Each of the two new Experience Builder apps has three pages, each presenting the data in a different way: the original dashboard-type view; geoenriched photos and map only; or a view that enables users to see and filter data based on FEMA Community Lifelines, building damage scores, and other categories. Community Lifelines categories are focused on specific areas of impact such as food, water, shelter, transportation, and energy. These distinct views enable users to get the information they need based on their roles.
Tari Martin, a director at NAPSG Foundation, says Arkison and the rest of the GISCorps leadership team have done a great job of making the app easily accessible.
"The data is all publicly available, including the historic data," says Martin.
Results
From providing a more responsive view to enabling easy customization and testing, Experience Builder has improved the user experience for PhotoMappers volunteers and the GISCorps admin team.

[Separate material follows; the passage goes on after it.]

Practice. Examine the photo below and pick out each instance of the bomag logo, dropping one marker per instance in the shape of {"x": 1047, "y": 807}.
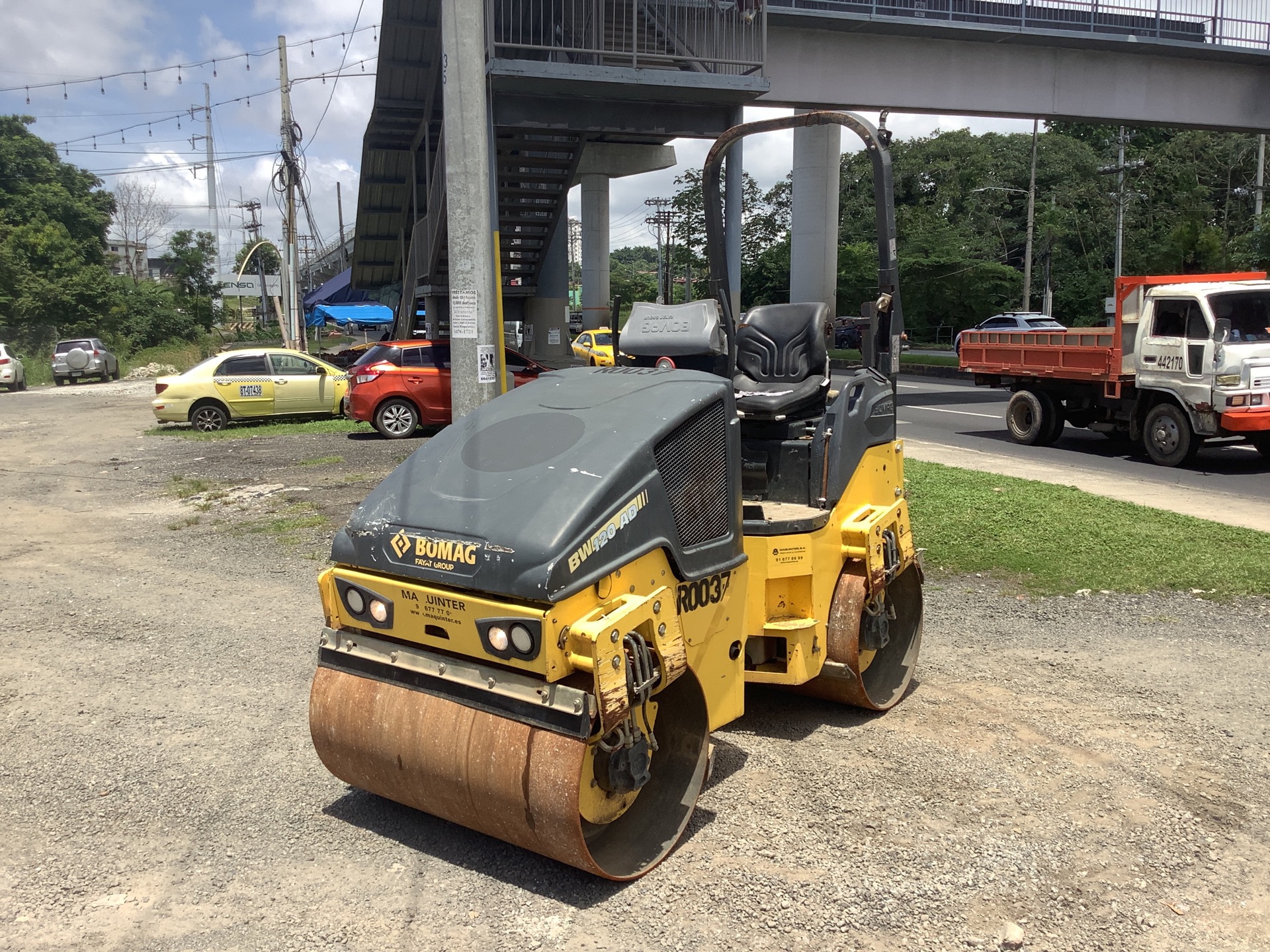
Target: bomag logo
{"x": 620, "y": 520}
{"x": 431, "y": 553}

The new experience has fostered collaboration among GISCorps volunteers and allowed them to map 600 photos in one to two weeks during a recent activation.
According to Torpey, the ability for the app to be displayed on various screen sizes—and for app administrators to customize what gets displayed on them—was a huge benefit of switching to Experience Builder. Also, users can still pan and zoom to filter the photo gallery by map extent, allowing them to get an intuitive sense of the spatial distribution of different types of damage.

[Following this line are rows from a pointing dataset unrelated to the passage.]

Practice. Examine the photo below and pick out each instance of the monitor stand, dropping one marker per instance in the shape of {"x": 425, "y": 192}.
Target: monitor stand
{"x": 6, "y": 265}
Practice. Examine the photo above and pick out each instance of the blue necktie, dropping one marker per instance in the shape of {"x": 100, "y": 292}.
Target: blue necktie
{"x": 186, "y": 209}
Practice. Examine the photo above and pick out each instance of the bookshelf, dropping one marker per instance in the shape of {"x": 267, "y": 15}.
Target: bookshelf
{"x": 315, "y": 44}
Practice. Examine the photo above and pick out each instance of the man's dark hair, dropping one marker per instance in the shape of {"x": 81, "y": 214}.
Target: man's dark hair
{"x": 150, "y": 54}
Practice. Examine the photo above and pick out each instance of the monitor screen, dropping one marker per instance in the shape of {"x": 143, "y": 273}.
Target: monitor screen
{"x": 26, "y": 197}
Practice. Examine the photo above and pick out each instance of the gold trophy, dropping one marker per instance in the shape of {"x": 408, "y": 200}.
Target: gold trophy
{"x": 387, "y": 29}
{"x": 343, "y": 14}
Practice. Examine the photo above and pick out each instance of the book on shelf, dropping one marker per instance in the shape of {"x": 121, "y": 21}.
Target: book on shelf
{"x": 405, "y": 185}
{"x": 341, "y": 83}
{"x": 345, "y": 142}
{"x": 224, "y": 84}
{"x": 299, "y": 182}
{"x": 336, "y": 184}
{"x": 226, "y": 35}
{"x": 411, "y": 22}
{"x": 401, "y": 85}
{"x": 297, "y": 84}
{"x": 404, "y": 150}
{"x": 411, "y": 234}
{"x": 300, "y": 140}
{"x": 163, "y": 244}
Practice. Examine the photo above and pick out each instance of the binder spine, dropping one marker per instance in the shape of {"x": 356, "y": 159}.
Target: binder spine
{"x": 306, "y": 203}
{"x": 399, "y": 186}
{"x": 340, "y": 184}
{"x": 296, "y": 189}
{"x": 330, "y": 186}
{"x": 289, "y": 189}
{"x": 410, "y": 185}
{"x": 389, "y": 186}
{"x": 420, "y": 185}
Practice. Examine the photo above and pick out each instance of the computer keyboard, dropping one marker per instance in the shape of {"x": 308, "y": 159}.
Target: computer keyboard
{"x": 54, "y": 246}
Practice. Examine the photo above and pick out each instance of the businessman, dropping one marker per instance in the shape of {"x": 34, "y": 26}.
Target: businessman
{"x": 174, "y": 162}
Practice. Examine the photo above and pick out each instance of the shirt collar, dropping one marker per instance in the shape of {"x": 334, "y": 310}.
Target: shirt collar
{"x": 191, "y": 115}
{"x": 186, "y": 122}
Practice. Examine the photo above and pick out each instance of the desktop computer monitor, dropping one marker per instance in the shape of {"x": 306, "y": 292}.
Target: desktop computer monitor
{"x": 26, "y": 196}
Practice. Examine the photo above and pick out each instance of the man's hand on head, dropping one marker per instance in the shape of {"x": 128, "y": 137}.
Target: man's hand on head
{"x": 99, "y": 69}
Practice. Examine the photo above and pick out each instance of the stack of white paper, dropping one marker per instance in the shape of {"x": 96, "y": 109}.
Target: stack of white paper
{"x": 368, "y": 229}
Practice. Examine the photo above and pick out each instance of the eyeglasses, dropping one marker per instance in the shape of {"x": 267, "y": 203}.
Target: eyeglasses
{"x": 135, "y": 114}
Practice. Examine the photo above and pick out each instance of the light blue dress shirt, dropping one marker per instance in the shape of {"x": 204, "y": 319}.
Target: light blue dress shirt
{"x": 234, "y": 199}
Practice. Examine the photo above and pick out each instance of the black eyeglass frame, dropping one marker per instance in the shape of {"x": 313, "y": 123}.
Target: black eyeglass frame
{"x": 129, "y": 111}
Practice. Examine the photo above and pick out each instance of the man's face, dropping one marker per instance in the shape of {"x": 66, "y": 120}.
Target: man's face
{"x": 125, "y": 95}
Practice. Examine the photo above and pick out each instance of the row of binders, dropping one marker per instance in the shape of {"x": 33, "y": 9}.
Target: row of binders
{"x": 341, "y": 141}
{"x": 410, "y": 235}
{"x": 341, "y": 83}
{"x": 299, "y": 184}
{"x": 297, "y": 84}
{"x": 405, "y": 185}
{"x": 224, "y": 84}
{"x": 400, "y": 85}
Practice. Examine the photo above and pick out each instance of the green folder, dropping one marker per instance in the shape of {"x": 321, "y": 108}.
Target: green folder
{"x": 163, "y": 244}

"It's just easier to sort of grasp what's going on than [by] looking at individual photos one at a time or looking at numbers in a table. It just gives you an immediate understanding of what's going on in a particular area. And that's the value of it, I think, to most of the people who use it," says Torpey.
Maintenance of the app is more efficient with Experience Builder, as the admin team only makes edits in one place. Previously, edits had to be made in every app embedded in the dashboard. Now, Torpey says changes are made in Experience Builder and not across multiple apps, streamlining the back-end administration process and saving time.
"It's definitely improved or reduced the amount of time that it takes us to set up for a storm and to respond if we find a glitch somewhere or there's some issue that we need to change," says Torpey.
Testing is also simplified with Experience Builder. Arkison says she can now test out changes and see how it's going to look without pushing them live. Arkison explains that she has unpublished pages on the Volunteer Portal that she keeps hidden until ready.
In addition, having apps and widgets hosted in one place has made it easier for viewers to find data. Martin says that now that all data is in one place in Experience Builder, she just sends one link to requesters.
The ability to customize the apps with Experience Builder has given the admin team more control over both the content and the aesthetic properties of the application. For example, Arkison says the team can easily change the app's colors, move URLs, or change blocks of text.
The PhotoMappers project has given volunteers an opportunity to help in times of crisis, which is why volunteers continue to participate, says Torpey. Martin is very pleased with the help it has given key customers like FEMA, and she says GISCorps has done an excellent job of evolving the apps to meet the needs of volunteer and emergency management.
"The one thing that I have seen is that this project has been something that the emergency management community has started to rely on. So it has become a data source that all levels are looking to use," says Martin.
Jeff Baranyi, an emergency management tech lead on the Esri public safety team who works with GISCorps and NAPSG Foundation, adds, "I think this is an example project where that promise of social media for providing situational awareness—especially in the early phases of a disaster—has really come into play and been a real value for the community."